Table of contents:


hadeb05

Due to JUMBO frames hadeb05 can stop receiving DHCP discovers from TRBs. Solution:
  • ifconfig eth0 down
  • modprobe -r sk98lin; modprobe sk98lin
  • ifconfig eth0 192.168.0.1 netmask 255.255.255.0 up
  • rcdhcpd restart

hadeb07

hadeb07 parameters:
  • SuSE 10.2
  • Hard disks: sda+sdb = 0.32TB, sdc+sdd = 1TB. The two last disks (sdc, sdd) were additionally put into the machine to serve as backup disks. They are not really fixed inside the machine: take care when moving the machine.
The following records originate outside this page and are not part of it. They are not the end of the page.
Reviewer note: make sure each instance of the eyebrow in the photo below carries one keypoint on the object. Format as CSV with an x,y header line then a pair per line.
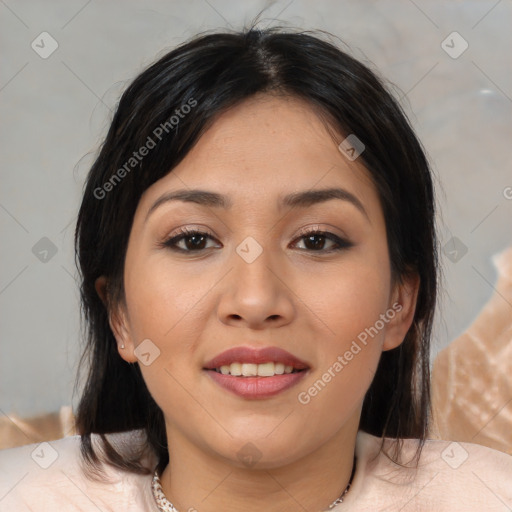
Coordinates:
x,y
294,200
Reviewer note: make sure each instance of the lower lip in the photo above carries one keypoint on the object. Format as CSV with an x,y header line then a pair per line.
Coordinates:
x,y
254,388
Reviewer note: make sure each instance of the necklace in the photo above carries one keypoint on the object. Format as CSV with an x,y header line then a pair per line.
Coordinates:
x,y
164,505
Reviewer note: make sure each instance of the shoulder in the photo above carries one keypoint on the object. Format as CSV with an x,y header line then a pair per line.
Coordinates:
x,y
52,475
449,476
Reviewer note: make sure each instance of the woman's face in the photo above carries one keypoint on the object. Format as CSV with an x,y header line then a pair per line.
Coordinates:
x,y
255,279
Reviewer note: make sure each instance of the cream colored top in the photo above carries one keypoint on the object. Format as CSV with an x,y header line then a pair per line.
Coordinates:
x,y
451,477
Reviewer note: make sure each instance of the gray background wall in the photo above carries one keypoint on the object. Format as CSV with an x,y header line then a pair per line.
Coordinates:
x,y
54,111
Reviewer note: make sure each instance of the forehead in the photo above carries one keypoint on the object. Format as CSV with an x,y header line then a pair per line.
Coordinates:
x,y
264,147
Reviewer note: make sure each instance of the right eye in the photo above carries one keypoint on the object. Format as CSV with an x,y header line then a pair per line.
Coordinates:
x,y
191,240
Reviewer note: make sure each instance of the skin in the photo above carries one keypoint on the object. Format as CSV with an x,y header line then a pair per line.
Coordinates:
x,y
296,296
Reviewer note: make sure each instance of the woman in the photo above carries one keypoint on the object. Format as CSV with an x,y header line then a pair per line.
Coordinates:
x,y
259,268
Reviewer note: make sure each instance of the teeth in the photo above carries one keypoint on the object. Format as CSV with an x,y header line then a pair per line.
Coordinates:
x,y
252,370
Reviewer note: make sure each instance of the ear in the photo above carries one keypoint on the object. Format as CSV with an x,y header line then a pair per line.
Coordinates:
x,y
118,321
403,302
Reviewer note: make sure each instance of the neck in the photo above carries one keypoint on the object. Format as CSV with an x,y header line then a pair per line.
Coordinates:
x,y
198,480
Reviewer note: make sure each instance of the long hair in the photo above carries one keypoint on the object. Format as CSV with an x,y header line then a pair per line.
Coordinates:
x,y
212,73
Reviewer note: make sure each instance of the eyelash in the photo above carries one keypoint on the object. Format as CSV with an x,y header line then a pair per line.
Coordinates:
x,y
184,233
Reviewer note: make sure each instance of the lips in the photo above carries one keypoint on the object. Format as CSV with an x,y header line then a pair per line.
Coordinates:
x,y
255,356
254,374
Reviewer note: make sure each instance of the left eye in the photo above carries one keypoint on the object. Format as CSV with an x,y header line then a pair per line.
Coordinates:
x,y
315,241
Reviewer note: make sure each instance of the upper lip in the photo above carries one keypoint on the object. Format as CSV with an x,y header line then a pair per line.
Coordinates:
x,y
254,355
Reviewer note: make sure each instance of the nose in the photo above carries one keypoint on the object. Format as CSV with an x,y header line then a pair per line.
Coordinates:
x,y
256,294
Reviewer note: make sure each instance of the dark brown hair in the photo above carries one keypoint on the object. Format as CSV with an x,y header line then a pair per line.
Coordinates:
x,y
218,71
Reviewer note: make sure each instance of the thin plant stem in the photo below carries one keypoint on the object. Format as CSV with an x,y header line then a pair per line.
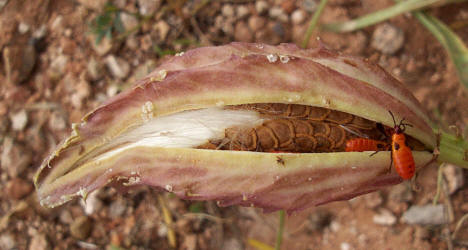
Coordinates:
x,y
171,237
259,245
439,184
313,22
382,15
459,225
279,235
456,49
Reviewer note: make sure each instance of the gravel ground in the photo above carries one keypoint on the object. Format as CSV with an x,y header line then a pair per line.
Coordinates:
x,y
53,72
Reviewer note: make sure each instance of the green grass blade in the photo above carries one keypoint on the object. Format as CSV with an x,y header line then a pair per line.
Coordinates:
x,y
279,235
455,47
313,22
382,15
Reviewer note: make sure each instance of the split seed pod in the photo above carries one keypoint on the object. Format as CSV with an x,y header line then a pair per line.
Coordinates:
x,y
288,109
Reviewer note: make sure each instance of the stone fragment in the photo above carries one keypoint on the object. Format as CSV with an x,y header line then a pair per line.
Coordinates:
x,y
385,218
298,16
19,120
81,228
261,7
15,157
39,242
129,22
119,68
162,28
387,38
148,7
242,32
18,188
426,215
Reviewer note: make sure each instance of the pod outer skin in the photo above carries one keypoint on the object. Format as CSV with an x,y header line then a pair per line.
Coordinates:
x,y
233,74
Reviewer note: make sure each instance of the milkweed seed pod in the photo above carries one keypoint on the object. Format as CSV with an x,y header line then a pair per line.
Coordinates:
x,y
248,124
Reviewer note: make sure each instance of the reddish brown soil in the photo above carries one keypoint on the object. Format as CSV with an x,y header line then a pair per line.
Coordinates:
x,y
56,94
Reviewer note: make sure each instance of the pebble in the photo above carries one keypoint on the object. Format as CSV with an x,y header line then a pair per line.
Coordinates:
x,y
15,158
7,241
40,32
232,244
426,215
309,5
65,217
101,48
148,7
464,207
298,16
454,176
190,242
345,246
119,68
117,208
92,204
162,28
288,6
228,11
278,14
143,69
242,11
82,90
228,27
373,200
256,23
81,228
94,69
23,28
422,233
19,120
387,38
57,121
262,7
93,4
335,226
129,22
242,32
21,58
58,64
401,193
39,242
384,217
18,188
318,220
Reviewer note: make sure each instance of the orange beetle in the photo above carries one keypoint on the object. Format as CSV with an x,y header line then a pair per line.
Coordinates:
x,y
401,153
364,144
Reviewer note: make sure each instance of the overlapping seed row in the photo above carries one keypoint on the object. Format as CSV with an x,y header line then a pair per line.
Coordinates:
x,y
295,128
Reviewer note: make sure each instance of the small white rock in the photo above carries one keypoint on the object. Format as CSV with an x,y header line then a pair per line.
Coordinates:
x,y
426,215
228,11
261,7
130,22
19,120
148,7
162,28
387,38
345,246
119,68
58,64
242,11
298,16
23,28
384,217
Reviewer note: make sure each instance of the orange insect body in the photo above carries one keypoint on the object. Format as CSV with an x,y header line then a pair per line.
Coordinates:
x,y
364,144
401,153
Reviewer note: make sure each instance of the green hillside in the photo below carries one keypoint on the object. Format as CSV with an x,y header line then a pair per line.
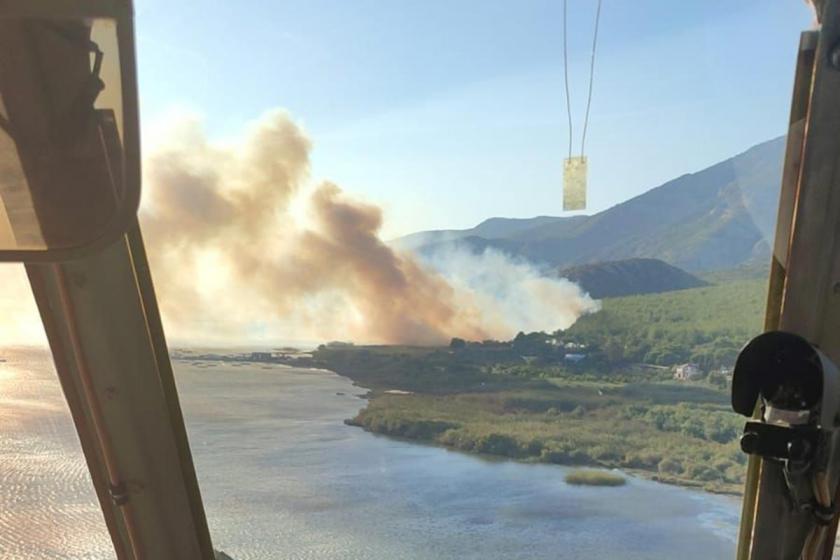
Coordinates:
x,y
705,325
718,218
629,277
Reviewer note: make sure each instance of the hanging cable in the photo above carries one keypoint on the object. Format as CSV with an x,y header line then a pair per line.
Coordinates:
x,y
591,75
566,72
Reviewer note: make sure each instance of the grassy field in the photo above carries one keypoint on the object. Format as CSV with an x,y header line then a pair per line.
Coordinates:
x,y
586,477
609,412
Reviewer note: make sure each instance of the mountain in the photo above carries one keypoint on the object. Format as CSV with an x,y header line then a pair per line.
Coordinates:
x,y
630,277
718,218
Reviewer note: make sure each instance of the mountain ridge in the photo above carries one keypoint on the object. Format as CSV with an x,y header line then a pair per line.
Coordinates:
x,y
717,218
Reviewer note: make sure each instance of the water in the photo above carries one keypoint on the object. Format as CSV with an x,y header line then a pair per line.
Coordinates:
x,y
283,478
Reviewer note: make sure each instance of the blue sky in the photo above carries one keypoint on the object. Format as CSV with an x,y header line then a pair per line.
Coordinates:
x,y
449,112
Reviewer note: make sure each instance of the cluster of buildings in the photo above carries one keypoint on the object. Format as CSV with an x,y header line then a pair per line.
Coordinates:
x,y
692,372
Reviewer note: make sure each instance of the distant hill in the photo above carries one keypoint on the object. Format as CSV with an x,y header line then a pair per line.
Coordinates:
x,y
719,218
630,277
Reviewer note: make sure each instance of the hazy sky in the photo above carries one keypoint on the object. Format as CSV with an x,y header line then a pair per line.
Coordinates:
x,y
449,112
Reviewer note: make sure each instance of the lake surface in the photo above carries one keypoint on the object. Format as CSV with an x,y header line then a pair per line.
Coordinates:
x,y
283,478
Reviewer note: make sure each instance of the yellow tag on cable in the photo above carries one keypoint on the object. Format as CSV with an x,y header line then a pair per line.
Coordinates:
x,y
574,183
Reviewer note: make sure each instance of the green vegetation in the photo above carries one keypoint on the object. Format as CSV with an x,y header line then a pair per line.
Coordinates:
x,y
586,477
617,408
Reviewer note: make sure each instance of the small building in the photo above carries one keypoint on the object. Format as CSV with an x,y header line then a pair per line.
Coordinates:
x,y
687,372
574,358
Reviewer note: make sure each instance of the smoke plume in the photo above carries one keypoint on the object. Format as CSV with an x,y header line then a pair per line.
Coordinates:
x,y
244,248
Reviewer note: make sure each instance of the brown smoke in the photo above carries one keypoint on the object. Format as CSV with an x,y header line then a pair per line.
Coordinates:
x,y
236,239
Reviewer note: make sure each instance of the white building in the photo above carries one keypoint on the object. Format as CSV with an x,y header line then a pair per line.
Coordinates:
x,y
686,372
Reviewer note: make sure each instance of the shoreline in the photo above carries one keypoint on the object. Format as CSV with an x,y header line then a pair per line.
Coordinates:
x,y
370,395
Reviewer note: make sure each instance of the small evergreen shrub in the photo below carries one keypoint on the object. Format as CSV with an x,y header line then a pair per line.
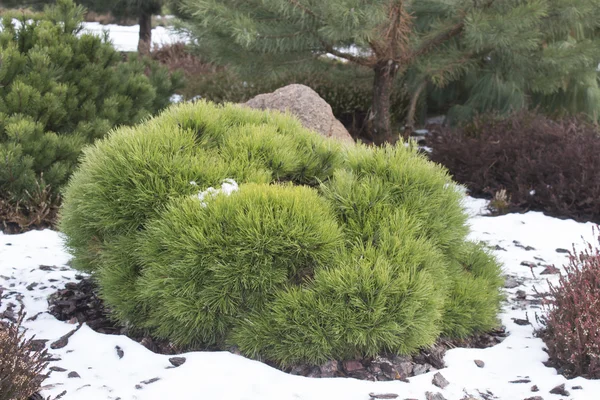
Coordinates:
x,y
540,164
323,251
21,367
61,89
572,324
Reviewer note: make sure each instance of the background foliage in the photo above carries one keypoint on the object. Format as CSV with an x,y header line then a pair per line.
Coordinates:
x,y
542,164
61,89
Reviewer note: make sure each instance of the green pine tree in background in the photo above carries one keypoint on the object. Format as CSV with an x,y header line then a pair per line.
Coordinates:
x,y
59,90
142,10
510,54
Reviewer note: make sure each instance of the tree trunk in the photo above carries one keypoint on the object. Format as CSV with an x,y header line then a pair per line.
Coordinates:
x,y
409,127
145,39
379,120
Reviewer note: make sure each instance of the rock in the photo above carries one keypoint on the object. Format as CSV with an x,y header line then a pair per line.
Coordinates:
x,y
439,381
120,352
420,369
383,396
329,369
149,381
434,396
520,321
528,264
550,270
64,340
560,389
313,112
510,282
352,366
177,361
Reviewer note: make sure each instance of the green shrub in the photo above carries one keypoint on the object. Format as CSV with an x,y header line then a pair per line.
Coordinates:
x,y
60,89
325,251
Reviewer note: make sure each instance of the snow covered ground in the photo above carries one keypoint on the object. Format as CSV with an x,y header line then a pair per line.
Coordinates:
x,y
125,38
39,257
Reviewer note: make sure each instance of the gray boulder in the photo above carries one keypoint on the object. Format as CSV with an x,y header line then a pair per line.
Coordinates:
x,y
313,112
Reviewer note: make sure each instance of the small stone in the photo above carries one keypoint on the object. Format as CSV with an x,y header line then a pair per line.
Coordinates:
x,y
177,361
329,369
510,282
315,372
64,340
560,389
352,366
31,286
120,352
149,381
528,264
439,381
434,396
520,321
383,395
300,370
550,270
419,369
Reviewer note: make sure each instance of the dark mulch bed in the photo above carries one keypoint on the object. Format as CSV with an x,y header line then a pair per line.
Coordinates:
x,y
78,302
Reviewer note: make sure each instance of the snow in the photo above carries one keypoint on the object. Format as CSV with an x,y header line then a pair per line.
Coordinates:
x,y
227,187
125,38
222,375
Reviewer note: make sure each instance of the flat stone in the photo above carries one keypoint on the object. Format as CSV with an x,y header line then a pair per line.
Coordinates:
x,y
510,282
560,389
329,369
434,396
177,361
353,366
439,381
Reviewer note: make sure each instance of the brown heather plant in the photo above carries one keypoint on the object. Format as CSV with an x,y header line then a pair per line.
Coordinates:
x,y
543,164
21,367
572,325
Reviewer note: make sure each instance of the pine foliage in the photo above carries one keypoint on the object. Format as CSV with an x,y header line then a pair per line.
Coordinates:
x,y
60,89
324,252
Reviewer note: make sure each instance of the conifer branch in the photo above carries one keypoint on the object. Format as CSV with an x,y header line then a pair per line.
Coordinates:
x,y
305,9
358,60
438,40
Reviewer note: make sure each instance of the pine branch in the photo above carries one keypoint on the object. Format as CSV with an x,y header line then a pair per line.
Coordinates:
x,y
357,60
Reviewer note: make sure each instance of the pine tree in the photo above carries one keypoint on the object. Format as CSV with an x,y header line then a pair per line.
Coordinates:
x,y
510,50
142,10
60,89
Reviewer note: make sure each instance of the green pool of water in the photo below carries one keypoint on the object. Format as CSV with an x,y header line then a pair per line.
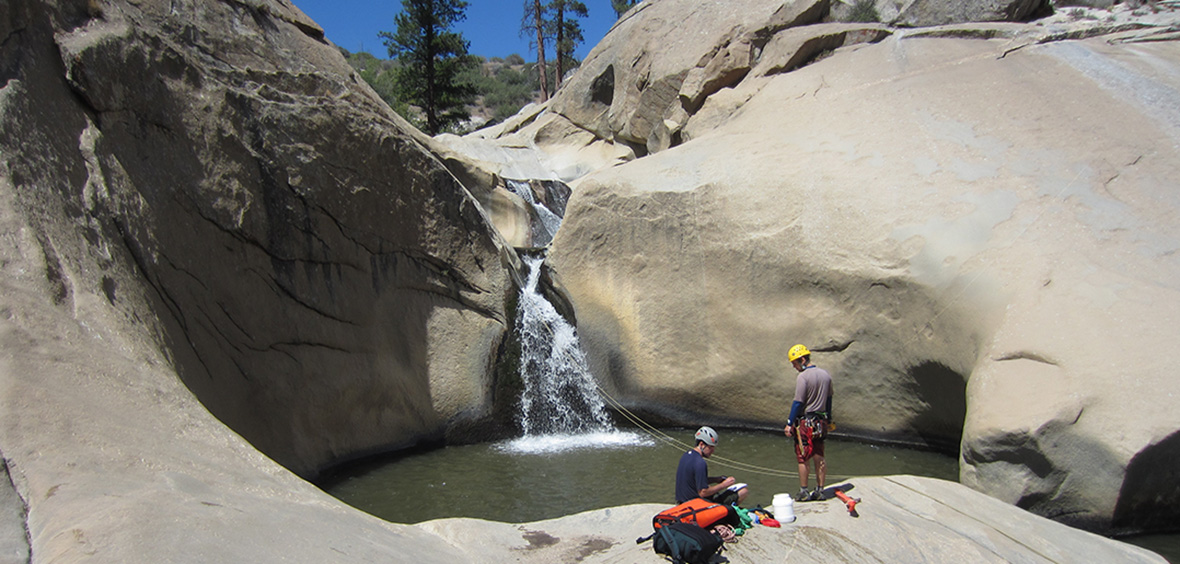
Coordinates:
x,y
519,483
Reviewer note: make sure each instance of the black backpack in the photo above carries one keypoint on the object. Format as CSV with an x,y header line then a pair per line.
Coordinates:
x,y
684,543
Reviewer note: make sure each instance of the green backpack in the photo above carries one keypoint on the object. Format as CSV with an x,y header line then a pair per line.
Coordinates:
x,y
684,543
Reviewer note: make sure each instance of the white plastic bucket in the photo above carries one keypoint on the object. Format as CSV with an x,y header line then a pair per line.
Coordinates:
x,y
784,507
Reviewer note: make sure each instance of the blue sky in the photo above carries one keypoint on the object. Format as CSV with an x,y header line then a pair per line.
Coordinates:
x,y
492,26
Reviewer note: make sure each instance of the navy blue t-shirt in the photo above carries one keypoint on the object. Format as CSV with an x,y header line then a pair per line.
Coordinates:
x,y
692,476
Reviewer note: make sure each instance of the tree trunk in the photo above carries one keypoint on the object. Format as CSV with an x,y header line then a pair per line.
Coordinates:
x,y
541,48
559,45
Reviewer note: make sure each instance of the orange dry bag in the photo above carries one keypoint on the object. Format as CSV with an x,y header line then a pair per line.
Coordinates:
x,y
700,512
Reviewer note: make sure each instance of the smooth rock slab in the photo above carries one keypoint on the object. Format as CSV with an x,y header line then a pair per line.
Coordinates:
x,y
902,518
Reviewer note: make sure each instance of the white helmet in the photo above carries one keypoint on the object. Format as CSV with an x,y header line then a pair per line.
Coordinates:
x,y
707,435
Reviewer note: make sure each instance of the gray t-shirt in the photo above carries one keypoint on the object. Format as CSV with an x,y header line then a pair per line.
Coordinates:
x,y
813,388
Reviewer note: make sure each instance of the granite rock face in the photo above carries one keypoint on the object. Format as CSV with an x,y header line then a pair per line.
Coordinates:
x,y
983,257
211,188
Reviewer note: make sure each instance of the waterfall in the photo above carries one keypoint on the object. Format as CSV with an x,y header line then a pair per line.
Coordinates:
x,y
561,405
559,394
544,220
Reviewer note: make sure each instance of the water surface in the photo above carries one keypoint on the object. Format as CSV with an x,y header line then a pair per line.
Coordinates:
x,y
538,478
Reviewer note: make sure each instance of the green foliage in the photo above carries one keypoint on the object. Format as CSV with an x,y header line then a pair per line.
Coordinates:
x,y
622,6
379,73
566,32
432,59
864,11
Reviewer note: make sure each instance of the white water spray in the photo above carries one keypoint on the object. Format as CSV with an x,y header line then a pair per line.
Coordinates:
x,y
545,221
559,407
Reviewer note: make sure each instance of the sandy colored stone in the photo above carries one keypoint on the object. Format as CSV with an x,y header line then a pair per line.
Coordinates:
x,y
961,240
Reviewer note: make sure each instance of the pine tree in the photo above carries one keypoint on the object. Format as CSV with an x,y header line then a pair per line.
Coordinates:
x,y
533,24
432,57
622,6
566,32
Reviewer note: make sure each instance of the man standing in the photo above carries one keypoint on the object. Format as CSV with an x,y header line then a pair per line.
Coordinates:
x,y
693,478
811,414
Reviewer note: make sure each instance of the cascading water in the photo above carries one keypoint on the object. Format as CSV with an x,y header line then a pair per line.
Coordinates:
x,y
545,221
561,406
559,394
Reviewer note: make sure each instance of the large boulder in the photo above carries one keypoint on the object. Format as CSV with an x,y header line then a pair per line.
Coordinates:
x,y
983,258
217,175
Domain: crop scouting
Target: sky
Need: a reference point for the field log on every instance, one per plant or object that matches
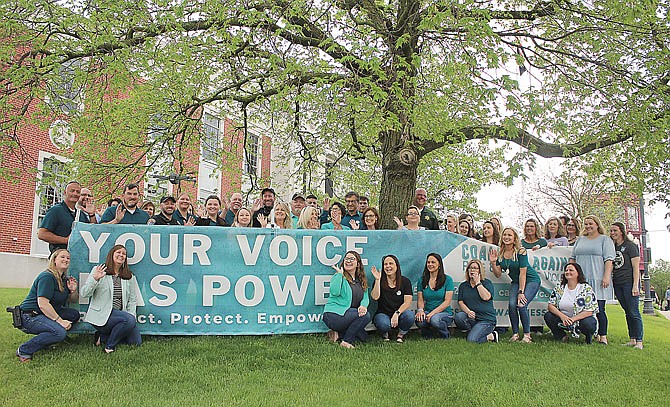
(499, 198)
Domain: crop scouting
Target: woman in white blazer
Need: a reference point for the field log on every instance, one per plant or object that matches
(111, 311)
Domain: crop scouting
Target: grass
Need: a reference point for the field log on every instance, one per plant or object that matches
(308, 370)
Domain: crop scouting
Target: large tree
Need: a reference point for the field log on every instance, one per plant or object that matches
(391, 80)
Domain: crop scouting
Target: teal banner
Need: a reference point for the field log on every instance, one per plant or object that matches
(247, 281)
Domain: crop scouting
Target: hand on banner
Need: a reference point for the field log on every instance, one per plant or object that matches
(72, 284)
(493, 255)
(398, 222)
(256, 206)
(376, 273)
(362, 311)
(120, 213)
(99, 272)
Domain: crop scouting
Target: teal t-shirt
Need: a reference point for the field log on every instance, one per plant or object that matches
(45, 285)
(484, 310)
(514, 266)
(433, 298)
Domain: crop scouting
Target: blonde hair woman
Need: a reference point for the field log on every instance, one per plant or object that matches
(594, 251)
(44, 312)
(512, 259)
(475, 299)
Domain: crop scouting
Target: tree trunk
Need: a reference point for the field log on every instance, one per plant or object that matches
(399, 173)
Nagios monitors the temperature of both disks.
  • Two 3GHz processors
  • 2GB memory

hadeb04 (remote backup system)

hadeb04 serves as a remote backup system.
  • Software: rsnapshot, executed 1 times a day (crontab -e)
  • Config file: /etc/rsnapshot.conf
  • Backup disk: /data/hadeb04/backup
  • Test mode: rsnapshot -t hourly

Fixes for rsnapshot on hadeb04:
  • WARNING: Could not lchown() symlink
    • Reason: perl Lchown module is missing
    • Fix: perl -MCPAN -e 'install qw(Lchown)'
  • ERROR: rsync returned error 12 in rsync_cleanup_after_native_cp_al()
    • Reason: old versions of rsync cannot hold the entire file list in memory at once when there are too many files to be rsynced.
    • Fix: upgrade to rsync 3.0.0 or newer. This uses an incremental recursion mode to avoid the need to hold the entire file list in memory.

The following machines/directories are backed up:

Note: since kp1pc098 has Ubuntu installed, 'marek' is a 'root'.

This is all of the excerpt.